My vote is on 2 as well, if it were 2*(9+3) then I'd probably be more inclined to say 288.

 

[RJS]

U aware OP?


My vote goes to 288

OP is aware, and mirin.

 

[RandomName]

288. I disagree, never have I heard that implied multiplation is of higher precedence.

 

[jhae2.718]

Implied multiplication is not a feature of the standard order of operations. Some texts may define implied multiplication as having a higher precedence than explicit multiplication it seems, however, I have not come across any to date.

 

[Mark44]

I think the problem comes down to whether or not 2(9+3) is the same as 2x(9+3)

Assuming you are using 'x' to mean multiplication, which I'm not aware is done in any books past arithmetic, 2(9+3) is exactly the same as 2 x (9 + 3). In both cases you are multiplying 12 by 2.

 

[DeadOriginal]

I created an account on the forum just for this.

I thought the answer was 2 when I first saw the equation but now that I've read some of the posts, I'm not so sure anymore.

I played around with the equation and set 2 to x like the OP said. From what I can see I think it really comes down to if x should be distributed into the parentheses or not.

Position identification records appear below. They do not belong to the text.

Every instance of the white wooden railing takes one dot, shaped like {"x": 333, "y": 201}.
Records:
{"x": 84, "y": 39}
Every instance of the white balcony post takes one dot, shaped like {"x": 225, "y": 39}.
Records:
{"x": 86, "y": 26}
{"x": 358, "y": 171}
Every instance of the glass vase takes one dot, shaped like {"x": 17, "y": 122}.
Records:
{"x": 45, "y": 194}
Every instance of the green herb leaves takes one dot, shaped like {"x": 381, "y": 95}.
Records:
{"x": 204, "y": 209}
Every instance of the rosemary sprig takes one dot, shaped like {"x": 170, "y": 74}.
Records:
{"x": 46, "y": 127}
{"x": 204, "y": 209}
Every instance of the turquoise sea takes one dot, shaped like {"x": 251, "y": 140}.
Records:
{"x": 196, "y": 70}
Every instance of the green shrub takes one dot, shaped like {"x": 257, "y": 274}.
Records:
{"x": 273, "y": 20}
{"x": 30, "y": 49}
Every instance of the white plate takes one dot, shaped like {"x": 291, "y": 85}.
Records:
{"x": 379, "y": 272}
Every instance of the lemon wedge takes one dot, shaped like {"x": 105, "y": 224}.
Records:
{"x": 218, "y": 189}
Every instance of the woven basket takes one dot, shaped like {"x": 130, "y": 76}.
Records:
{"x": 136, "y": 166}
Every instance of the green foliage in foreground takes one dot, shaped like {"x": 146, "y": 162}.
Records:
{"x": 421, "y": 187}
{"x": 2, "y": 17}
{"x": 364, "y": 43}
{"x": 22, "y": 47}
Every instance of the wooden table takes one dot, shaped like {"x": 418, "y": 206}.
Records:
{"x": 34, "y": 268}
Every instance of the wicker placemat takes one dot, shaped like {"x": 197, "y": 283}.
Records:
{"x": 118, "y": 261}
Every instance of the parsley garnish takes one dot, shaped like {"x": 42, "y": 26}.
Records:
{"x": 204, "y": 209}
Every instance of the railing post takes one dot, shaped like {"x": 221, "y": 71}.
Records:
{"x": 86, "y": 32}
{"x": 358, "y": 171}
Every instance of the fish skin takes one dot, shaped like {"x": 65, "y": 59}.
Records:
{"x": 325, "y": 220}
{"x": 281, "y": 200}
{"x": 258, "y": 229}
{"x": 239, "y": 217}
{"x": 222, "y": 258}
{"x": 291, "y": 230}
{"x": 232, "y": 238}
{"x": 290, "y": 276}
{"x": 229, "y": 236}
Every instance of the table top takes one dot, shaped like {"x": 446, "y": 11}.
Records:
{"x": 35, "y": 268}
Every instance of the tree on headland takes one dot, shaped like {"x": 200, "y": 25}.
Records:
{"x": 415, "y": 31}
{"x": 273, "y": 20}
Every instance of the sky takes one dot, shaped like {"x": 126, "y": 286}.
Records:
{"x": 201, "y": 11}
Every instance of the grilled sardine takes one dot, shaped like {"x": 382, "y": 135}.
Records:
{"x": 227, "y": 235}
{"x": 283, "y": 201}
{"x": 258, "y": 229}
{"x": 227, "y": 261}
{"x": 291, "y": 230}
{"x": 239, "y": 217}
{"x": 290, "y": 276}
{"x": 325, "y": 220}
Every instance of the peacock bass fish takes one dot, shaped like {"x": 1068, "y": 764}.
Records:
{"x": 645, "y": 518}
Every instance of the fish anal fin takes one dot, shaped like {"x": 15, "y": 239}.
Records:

If you multiplied the 2 with the (9+3) first and then divided with 48 with the 24 then your answer would become 2. If you set the 2 to x then you would first distribute the x within the parentheses which in the end would leave your x = 2 if you make your equation equal to 2.

If you divided the 48 by 2 and then multiplied by 12 you would get 288 so if you substituted your 2 with x you would first divide your 48 with x before multiplying it with 12 which if written on paper would be the same as 48 multiplied by 12 divided by x. In that case if your set your equation equal to 288 you would still get x = 2.

In other words, setting it to x doesn't really help. Now that this equation has melted my brain, can someone please clarify? Haha.